How did they know???

I regularly caused consternation among the nuns at my Catholic grade school.  During one religion class, we were being taught what "AD" and "BC" meant for calendar dates.  I raised my hand and asked how the people back then knew what to call it.  The teacher reiterated, "it's After Death and Before Christ, Jeffrey.  Now moving on..."  And I said:  no, no, back in 100 BC, how did they know to count the years backwards?  Did they know Christ was going to show up in 100 years??

The class erupted, of course.  This was a head-scratcher.  Nobody really had the presence of mind to tell me that they probably called the years something else back then.  I guess it's hard to see out of such an ingrained way of looking at things.

And now I have my answer:  over at The Renaissance Mathematicus, thonyc tells us that the use of "AD" started around the year 525, and "BC" came into use in the 1600s.  Apparently beforehand, they had numbered the years by the reigns of the popes.

And that's your history lesson for the day.


  1. One should note that we Jews still use an ancient Lunar calendar (this is the year 5771, but in a couple of days it will be 5772). Roman Orthodox and some other religions follow the Julian Calendar created by Julius Caesar in about 45(BC) instead of the one established by Pope Gregory (the Gregorian Calendar used by most of the world today). During Roman Times many of the years were set by the Emperor's reign, so it may be the 2nd of December in the 15th year of the Emperor. If you were discussing a previous period you'd have to name the Emperor who reigned then and what year in his reign you were talking about. That could get pretty confusing when really trying to pin down an historical event. People regularly lived to be in their 80's so they had quite a litany of dates to remember.

    Happy 5772 to you!

  2. I like David Foster Wallace's idea of selling naming rights to years just like baseball stadiums:
    Year of the Whopper
    Year of the Tucks Medicated Pad
    Year of the Trial-Size Dove Bar
    Year of the Perdue Wonderchicken
    Year of the Whisper-Quiet Maytag Dishmaster
    Year of the Yushityu 2007 Mimetic-Resolution-Cartridge-View-Motherboard-Easy-To-Install-Upgrade For Infernatron/InterLace TP Systems For Home, Office Or Mobile (sic)
    Year of Dairy Products from the American Heartland
    Year of the Depend Adult Undergarment
    Year of Glad

  3. These days I run into dates labeled BCE and CE. I believe this means Before Current Era and Current Era, and the timeline is identical to BC and AD. It's not difficult to imagine reasons to be able to use the common Western chronology without explicitly invoking the Christian savior, in Latin.

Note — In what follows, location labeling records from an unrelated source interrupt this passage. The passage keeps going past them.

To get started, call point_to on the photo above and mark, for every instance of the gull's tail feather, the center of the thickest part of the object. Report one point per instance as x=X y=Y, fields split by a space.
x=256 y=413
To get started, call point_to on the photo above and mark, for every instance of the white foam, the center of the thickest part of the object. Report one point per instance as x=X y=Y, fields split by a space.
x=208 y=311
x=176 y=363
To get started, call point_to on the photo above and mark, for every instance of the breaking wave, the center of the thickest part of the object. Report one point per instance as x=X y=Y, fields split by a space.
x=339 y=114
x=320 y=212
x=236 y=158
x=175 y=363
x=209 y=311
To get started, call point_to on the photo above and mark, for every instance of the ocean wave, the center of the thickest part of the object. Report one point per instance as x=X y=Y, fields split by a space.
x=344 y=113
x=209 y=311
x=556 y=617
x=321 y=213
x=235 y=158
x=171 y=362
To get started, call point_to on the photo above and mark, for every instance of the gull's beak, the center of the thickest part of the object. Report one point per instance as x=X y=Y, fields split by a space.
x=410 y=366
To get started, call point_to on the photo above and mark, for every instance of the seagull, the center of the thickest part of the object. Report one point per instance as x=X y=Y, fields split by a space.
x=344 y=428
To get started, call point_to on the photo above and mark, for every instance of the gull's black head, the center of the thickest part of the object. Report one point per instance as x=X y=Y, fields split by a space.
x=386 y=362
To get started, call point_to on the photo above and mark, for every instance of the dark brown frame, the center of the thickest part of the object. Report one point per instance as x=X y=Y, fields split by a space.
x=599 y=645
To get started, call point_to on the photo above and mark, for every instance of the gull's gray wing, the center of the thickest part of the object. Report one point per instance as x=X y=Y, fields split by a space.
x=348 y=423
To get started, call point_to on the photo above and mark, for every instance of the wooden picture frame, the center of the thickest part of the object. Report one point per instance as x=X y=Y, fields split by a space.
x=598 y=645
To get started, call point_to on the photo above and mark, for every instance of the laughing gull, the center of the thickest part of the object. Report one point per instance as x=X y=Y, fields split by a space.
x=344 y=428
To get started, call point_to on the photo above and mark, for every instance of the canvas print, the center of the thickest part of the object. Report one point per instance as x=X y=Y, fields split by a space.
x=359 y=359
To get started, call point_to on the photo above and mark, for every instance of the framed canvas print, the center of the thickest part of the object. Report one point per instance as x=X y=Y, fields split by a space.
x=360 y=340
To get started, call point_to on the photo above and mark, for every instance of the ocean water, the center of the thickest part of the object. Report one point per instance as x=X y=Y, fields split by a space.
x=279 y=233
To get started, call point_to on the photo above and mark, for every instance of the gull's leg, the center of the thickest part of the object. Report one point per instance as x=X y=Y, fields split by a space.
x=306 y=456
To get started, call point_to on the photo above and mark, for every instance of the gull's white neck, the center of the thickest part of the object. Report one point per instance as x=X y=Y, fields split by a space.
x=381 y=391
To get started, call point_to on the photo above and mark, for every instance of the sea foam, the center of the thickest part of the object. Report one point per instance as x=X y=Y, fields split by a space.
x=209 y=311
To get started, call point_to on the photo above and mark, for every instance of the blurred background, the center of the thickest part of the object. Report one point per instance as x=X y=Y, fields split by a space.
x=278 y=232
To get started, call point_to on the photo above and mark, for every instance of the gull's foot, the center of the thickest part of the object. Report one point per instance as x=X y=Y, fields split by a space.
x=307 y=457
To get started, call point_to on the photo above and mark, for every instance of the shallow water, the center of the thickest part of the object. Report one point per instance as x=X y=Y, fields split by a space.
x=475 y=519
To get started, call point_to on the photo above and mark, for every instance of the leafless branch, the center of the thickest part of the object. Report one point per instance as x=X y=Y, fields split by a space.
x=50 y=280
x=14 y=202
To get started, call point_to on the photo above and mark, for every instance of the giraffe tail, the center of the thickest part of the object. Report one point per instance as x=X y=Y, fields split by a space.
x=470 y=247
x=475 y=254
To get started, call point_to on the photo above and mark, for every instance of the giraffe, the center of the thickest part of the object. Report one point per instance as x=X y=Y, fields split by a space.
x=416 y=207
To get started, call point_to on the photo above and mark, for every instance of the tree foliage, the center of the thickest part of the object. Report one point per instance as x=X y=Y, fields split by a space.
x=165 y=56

  4. Hi Bud! Yeah, I oversimplified astronomically when I said people counted years by the Popes. In fact, Dave Cunix would have beat you to the punch to say so, but he's having login troubles.

    It seems to me that before, say, the Industrial Revolution, very few people were educated enough to worry about anything that happened before their parents were born. So it was a moot point.

    Ross, this whole thing came up because recently the BBC decided to switch from BC/AD to BCE/CE. Which is not much of a switch at all, if you think about it. It's not like they went to thirteen four-week months.